Vragen van de leden Karabulut en Van Raak (beiden SP) aan de Ministers van Sociale Zaken en Werkgelegenheid en van Binnenlandse Zaken en Koninkrijksrelaties over het bericht dat jihadist Jermaine W. een onderwijsorganisatie leidde (ingezonden 17 september 2014).

Antwoord van Minister Asscher (Sociale Zaken en Werkgelegenheid), mede namens de Ministers van Binnenlandse Zaken en Koninkrijksrelaties en van Veiligheid en Justitie (ontvangen 7 november 2014).

Vraag 1

Klopt het bericht dat jihadganger Jermaine W. die vorige week met zijn gezin naar de Islamitische Staat (IS) zou zijn vertrokken in Syrië, voorzitter is van een stichting die onderwijs aanbiedt aan kinderen en jongeren, ondanks het feit dat hij door veiligheidsdiensten in de gaten zou worden gehouden? Zo ja, hoe heeft het kunnen gebeuren dat zo iemand een onderwijsorganisatie heeft kunnen oprichten en leiden? Wat heeft de gemeente gedaan, wat heeft de overheid gedaan?1

Antwoord 1

Het is onaanvaardbaar wanneer kinderen onder het mom van een culturele stichting worden blootgesteld aan personen die een extremistische boodschap uitdragen. In Nederland is ruimte voor verschillende ideologieën, denkbeelden en levensovertuigingen. De vrijheden van de rechtsstaat mogen echter niet worden misbruikt om het voortbestaan ervan tegen te werken.

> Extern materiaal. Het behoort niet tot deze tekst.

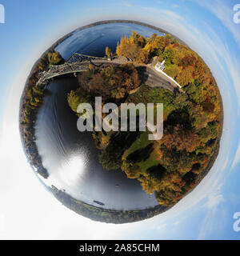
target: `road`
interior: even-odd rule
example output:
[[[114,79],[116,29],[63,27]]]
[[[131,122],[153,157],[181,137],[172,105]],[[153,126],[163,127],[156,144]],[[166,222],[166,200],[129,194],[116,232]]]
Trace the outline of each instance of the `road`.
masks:
[[[96,66],[105,66],[110,64],[121,65],[127,62],[128,60],[126,58],[120,56],[111,61],[96,61],[93,63]],[[155,70],[153,62],[150,64],[135,65],[135,66],[138,71],[140,79],[144,84],[150,87],[162,87],[171,92],[179,90],[179,88],[172,81]]]

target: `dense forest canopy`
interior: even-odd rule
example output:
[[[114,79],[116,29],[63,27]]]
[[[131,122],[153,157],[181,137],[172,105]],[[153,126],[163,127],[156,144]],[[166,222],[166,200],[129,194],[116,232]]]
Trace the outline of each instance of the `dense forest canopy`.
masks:
[[[106,53],[108,58],[114,55],[108,47]],[[121,169],[128,178],[137,178],[145,191],[155,193],[159,204],[172,206],[202,179],[218,154],[222,106],[215,80],[195,52],[170,35],[146,38],[133,32],[121,39],[114,54],[126,57],[129,63],[90,65],[88,72],[78,75],[79,88],[69,94],[69,105],[76,112],[79,103],[91,102],[98,95],[102,103],[114,101],[118,106],[163,103],[161,140],[148,140],[149,130],[94,131],[93,138],[106,170]],[[152,88],[141,81],[136,66],[153,60],[165,60],[164,72],[182,91]]]

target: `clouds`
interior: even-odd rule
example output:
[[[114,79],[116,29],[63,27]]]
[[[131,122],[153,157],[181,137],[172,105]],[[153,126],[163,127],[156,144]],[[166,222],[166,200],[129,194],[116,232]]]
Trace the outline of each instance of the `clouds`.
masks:
[[[197,2],[204,8],[207,8],[220,19],[222,24],[231,32],[240,47],[239,26],[235,24],[233,21],[234,15],[234,3],[222,0],[198,0]]]
[[[218,186],[217,190],[209,194],[206,203],[202,206],[205,208],[206,215],[201,224],[198,239],[214,237],[223,230],[226,223],[225,218],[226,210],[222,205],[224,202],[223,195],[221,193],[222,185]]]

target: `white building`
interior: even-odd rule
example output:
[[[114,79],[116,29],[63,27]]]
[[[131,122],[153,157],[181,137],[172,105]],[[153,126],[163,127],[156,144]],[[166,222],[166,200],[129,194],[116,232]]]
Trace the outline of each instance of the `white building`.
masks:
[[[158,62],[155,65],[155,70],[158,70],[158,71],[160,71],[160,70],[162,71],[165,69],[164,63],[165,63],[165,60],[162,63],[161,62]]]

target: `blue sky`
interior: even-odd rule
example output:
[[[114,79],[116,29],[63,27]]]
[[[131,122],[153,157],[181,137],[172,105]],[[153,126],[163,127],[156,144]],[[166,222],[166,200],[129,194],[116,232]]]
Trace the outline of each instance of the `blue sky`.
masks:
[[[240,212],[240,23],[233,21],[238,3],[0,0],[6,10],[0,24],[0,238],[239,239],[233,230],[233,215]],[[216,78],[225,114],[218,158],[201,184],[168,212],[117,226],[78,216],[49,194],[26,163],[18,131],[20,94],[41,54],[78,26],[116,18],[162,27],[198,52]]]

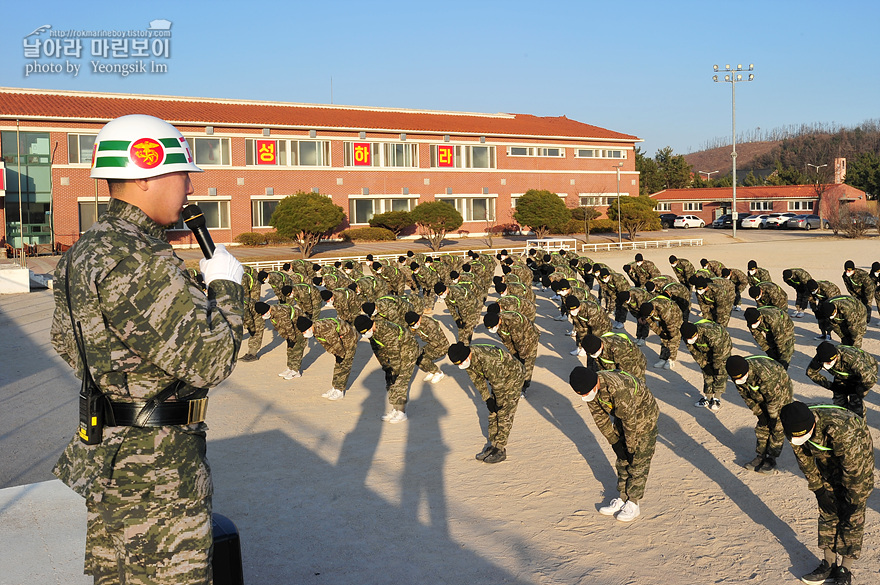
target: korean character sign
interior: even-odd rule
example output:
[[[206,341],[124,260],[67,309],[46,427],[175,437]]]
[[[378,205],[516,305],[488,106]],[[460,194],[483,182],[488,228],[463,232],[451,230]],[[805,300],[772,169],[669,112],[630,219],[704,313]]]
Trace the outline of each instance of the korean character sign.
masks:
[[[257,164],[278,164],[278,154],[275,151],[274,140],[257,140]]]

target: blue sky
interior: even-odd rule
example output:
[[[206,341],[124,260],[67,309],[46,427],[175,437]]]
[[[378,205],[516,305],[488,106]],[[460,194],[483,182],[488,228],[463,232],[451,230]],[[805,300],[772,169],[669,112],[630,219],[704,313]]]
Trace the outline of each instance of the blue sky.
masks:
[[[16,6],[23,7],[24,4]],[[565,115],[634,134],[649,155],[737,131],[880,119],[880,3],[870,1],[44,1],[5,10],[0,85],[81,91]],[[39,11],[37,11],[39,8]],[[25,76],[23,39],[172,21],[163,74]],[[46,39],[47,33],[39,35]],[[29,37],[31,40],[35,36]],[[63,64],[65,58],[41,58]],[[133,59],[104,59],[125,63]]]

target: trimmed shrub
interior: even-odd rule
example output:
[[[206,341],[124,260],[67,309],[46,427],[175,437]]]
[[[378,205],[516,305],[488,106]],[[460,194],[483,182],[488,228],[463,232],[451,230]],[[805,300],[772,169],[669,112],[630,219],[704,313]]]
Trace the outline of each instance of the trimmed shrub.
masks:
[[[346,242],[385,242],[394,241],[397,237],[385,228],[353,228],[345,230],[339,237]]]

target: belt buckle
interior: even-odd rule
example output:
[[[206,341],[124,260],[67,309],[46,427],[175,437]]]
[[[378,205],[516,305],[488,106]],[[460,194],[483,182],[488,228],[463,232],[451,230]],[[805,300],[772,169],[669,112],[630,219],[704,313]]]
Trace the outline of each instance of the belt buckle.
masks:
[[[187,423],[197,423],[205,420],[205,413],[208,411],[208,398],[199,398],[197,400],[189,400],[189,412],[187,413]]]

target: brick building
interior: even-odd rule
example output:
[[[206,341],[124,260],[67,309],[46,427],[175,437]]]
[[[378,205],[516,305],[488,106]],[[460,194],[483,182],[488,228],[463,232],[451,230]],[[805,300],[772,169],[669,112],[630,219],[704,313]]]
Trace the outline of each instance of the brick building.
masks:
[[[94,138],[134,113],[165,119],[187,138],[205,170],[192,175],[190,199],[216,242],[270,231],[278,201],[298,191],[340,205],[339,229],[444,200],[472,234],[512,223],[529,189],[555,192],[569,207],[639,191],[640,139],[564,116],[0,88],[0,238],[19,246],[19,210],[28,244],[70,244],[88,229],[109,200],[106,183],[89,178]],[[182,224],[168,235],[193,243]]]

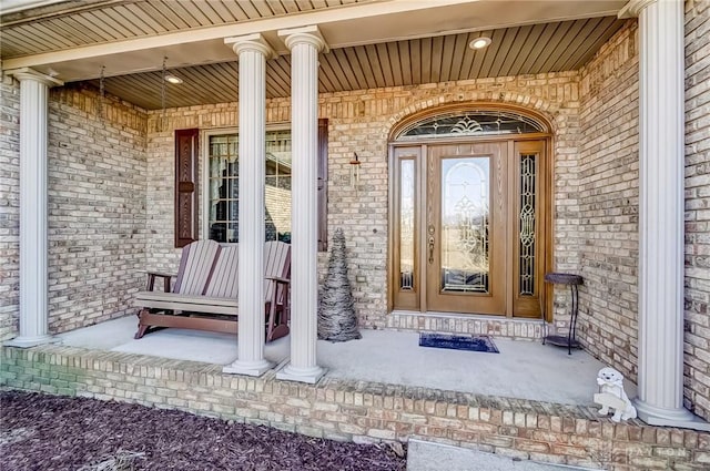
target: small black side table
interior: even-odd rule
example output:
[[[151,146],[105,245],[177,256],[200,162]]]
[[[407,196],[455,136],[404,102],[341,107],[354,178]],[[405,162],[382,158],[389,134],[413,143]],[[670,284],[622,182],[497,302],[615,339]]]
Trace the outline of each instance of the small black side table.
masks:
[[[571,318],[569,321],[569,334],[567,336],[545,336],[542,337],[542,345],[549,342],[558,347],[567,347],[567,355],[572,355],[572,348],[580,348],[581,346],[577,341],[577,315],[579,314],[579,293],[577,287],[585,283],[580,275],[572,275],[569,273],[548,273],[545,274],[545,283],[551,283],[554,285],[569,285],[569,290],[572,296]]]

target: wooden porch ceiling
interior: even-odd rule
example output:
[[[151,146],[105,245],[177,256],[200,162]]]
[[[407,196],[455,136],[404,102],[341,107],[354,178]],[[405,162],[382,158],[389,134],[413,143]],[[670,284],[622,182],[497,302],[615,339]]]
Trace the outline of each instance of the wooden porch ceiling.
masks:
[[[452,4],[445,7],[446,2]],[[574,9],[570,10],[569,3],[577,3],[578,9],[582,4],[594,4],[596,10],[572,18]],[[398,16],[366,12],[372,18],[354,14],[347,21],[323,23],[322,32],[332,49],[320,58],[320,91],[576,70],[621,28],[623,21],[613,13],[623,3],[613,0],[591,3],[440,0],[440,3],[433,3],[436,8],[419,12],[400,11]],[[160,40],[185,31],[204,33],[213,27],[250,27],[258,21],[331,12],[342,16],[351,9],[390,4],[402,8],[403,2],[72,0],[2,14],[0,53],[3,64],[27,64],[44,73],[57,70],[60,71],[59,79],[90,83],[95,88],[99,88],[98,75],[103,64],[105,91],[146,110],[162,107],[162,58],[169,55],[169,72],[183,83],[165,84],[166,107],[223,103],[237,100],[239,73],[236,57],[221,39],[205,37],[203,42],[173,43],[150,50],[124,48],[126,50],[118,50],[120,55],[106,49],[103,55],[87,54],[79,59],[67,55],[63,62],[55,58],[82,48],[112,48],[126,41]],[[504,6],[529,11],[501,16]],[[504,19],[498,20],[496,14]],[[544,21],[550,18],[560,18],[560,21]],[[400,24],[403,21],[404,25]],[[494,23],[505,25],[481,27]],[[390,28],[383,28],[383,24],[390,24]],[[365,27],[368,31],[358,30]],[[387,30],[386,33],[383,30]],[[291,55],[277,43],[273,30],[265,35],[281,53],[267,62],[266,95],[288,96]],[[491,44],[477,51],[468,48],[468,43],[479,37],[490,38]],[[32,65],[33,60],[37,65]]]
[[[331,50],[320,58],[321,93],[576,70],[623,24],[615,17],[564,21]],[[480,35],[483,51],[468,48]],[[237,62],[170,70],[166,106],[237,100]],[[266,96],[291,95],[291,55],[266,63]],[[105,90],[146,110],[161,107],[161,72],[108,78]],[[99,86],[98,80],[90,81]]]

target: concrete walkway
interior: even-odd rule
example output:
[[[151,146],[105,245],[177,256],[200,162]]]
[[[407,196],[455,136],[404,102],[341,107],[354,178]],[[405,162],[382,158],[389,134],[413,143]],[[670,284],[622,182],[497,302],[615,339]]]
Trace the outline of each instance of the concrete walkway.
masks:
[[[237,337],[195,330],[164,329],[133,339],[133,316],[62,334],[64,345],[163,358],[227,365],[237,356]],[[605,365],[581,350],[540,342],[494,338],[500,354],[418,346],[418,334],[362,330],[348,342],[318,341],[318,365],[333,378],[376,381],[485,396],[590,405],[597,371]],[[290,337],[265,347],[266,359],[283,365]],[[627,385],[629,396],[636,388]]]

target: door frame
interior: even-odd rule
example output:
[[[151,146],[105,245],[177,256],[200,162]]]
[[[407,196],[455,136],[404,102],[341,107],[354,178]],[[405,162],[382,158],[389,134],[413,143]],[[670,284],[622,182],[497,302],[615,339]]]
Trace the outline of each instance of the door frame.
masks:
[[[446,137],[446,139],[420,139],[416,141],[396,141],[397,135],[406,127],[416,123],[420,120],[424,120],[428,116],[438,115],[447,112],[466,112],[470,110],[486,110],[486,111],[509,111],[523,116],[530,117],[545,126],[547,132],[538,132],[538,133],[529,133],[529,134],[515,134],[515,135],[467,135],[464,137]],[[387,313],[392,313],[395,309],[395,289],[398,289],[398,285],[394,283],[395,279],[395,269],[398,268],[396,266],[398,249],[398,229],[396,228],[396,224],[398,221],[395,221],[395,215],[398,214],[398,211],[395,211],[399,204],[399,174],[398,174],[398,152],[403,151],[403,149],[409,147],[413,154],[416,152],[418,154],[417,158],[420,164],[415,168],[415,199],[416,204],[419,207],[426,206],[427,195],[426,195],[426,175],[425,175],[425,166],[426,166],[426,155],[428,154],[429,145],[445,145],[445,144],[457,144],[457,143],[503,143],[506,142],[509,145],[509,149],[516,147],[516,143],[526,142],[526,141],[544,141],[545,142],[545,152],[541,155],[541,158],[545,160],[545,170],[540,174],[540,178],[544,185],[544,201],[540,202],[545,208],[545,217],[541,221],[542,224],[542,234],[544,234],[544,250],[545,257],[542,259],[542,273],[548,273],[552,268],[552,259],[554,259],[554,237],[555,234],[552,232],[552,213],[554,213],[554,193],[552,193],[552,183],[554,183],[554,152],[552,149],[554,135],[551,133],[551,126],[549,121],[540,115],[539,113],[527,110],[519,106],[514,105],[504,105],[498,103],[466,103],[466,104],[453,104],[453,105],[444,105],[437,106],[435,109],[427,109],[425,111],[415,113],[402,120],[399,123],[393,126],[389,133],[388,141],[388,253],[387,253]],[[423,162],[423,163],[422,163]],[[426,266],[426,250],[419,250],[419,246],[422,244],[422,237],[426,235],[426,221],[423,221],[423,217],[419,217],[418,221],[415,218],[415,264],[418,265],[418,268],[415,269],[415,274],[418,274],[418,283],[422,285],[420,289],[417,291],[417,296],[410,297],[410,300],[406,306],[398,306],[397,309],[409,310],[409,311],[419,311],[425,314],[427,311],[427,294],[426,288],[424,287],[424,277],[425,274],[422,273],[424,267]],[[549,284],[542,283],[540,287],[540,308],[542,311],[542,316],[545,320],[552,320],[552,288]],[[511,307],[510,307],[511,309]],[[474,313],[475,314],[475,313]],[[504,317],[511,318],[513,311],[508,311],[505,316],[491,316],[491,317]]]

Deze stichting, die ook onderwijs verzorgt, is een privaat initiatief en wordt niet als onderwijsinstelling erkend door het Rijk. Het onderwijstoezicht door de Inspectie van het Onderwijs is vastgelegd in de Wet op het Onderwijstoezicht. Private initiatieven zoals deze stichting vallen daar niet onder. Dit niet erkende onderwijs is dus niet onderhevig aan inspectie door de onderwijsinspectie. Dat neemt niet weg dat wij zullen ingrijpen wanneer er tekenen zijn van praktijken die niet door de beugel kunnen.

Over onderzoeksgegevens over specifieke personen of organisaties worden in het openbaar geen mededelingen gedaan.

Vraag 2

Komt het voor dat haatpredikers of extremisten, die door veiligheidsdiensten in de gaten worden gehouden, de ruimte krijgen om onderwijs voor kinderen te verzorgen? Zo nee, kunt u dit uitsluiten? Zo ja, hoe vaak, waar en op welke wijze vindt controle plaats?

Antwoord 2

Over onderzoeksgegevens over specifieke personen of organisaties worden in het openbaar geen mededelingen gedaan.

Vraag 3, 4 en 5

Ontvangen de in het artikel genoemde stichtingen voor taal, cultuur en islamonderwijs in het Gooi subsidies van de overheid, of is hiervan in het verleden sprake geweest? Zo ja, door wie, op welke wijze en welke criteria zijn hierbij gehanteerd? Zo nee, is hiervan sprake in andere gemeenten in Nederland? Klopt het bericht dat waar zij zich formeel zeggen bezig te houden met Arabische les, er in de praktijk sprake is van het leren van de Koran en godsdienstonderwijs waarbij de oprichter zelf de Jihad verheerlijkt?

Ontvangen de in het artikel genoemde stichtingen (financiële) middelen uit het buitenlands? Zo ja, uit welke landen en hoe? Zo nee, kunt u dit uitsluiten?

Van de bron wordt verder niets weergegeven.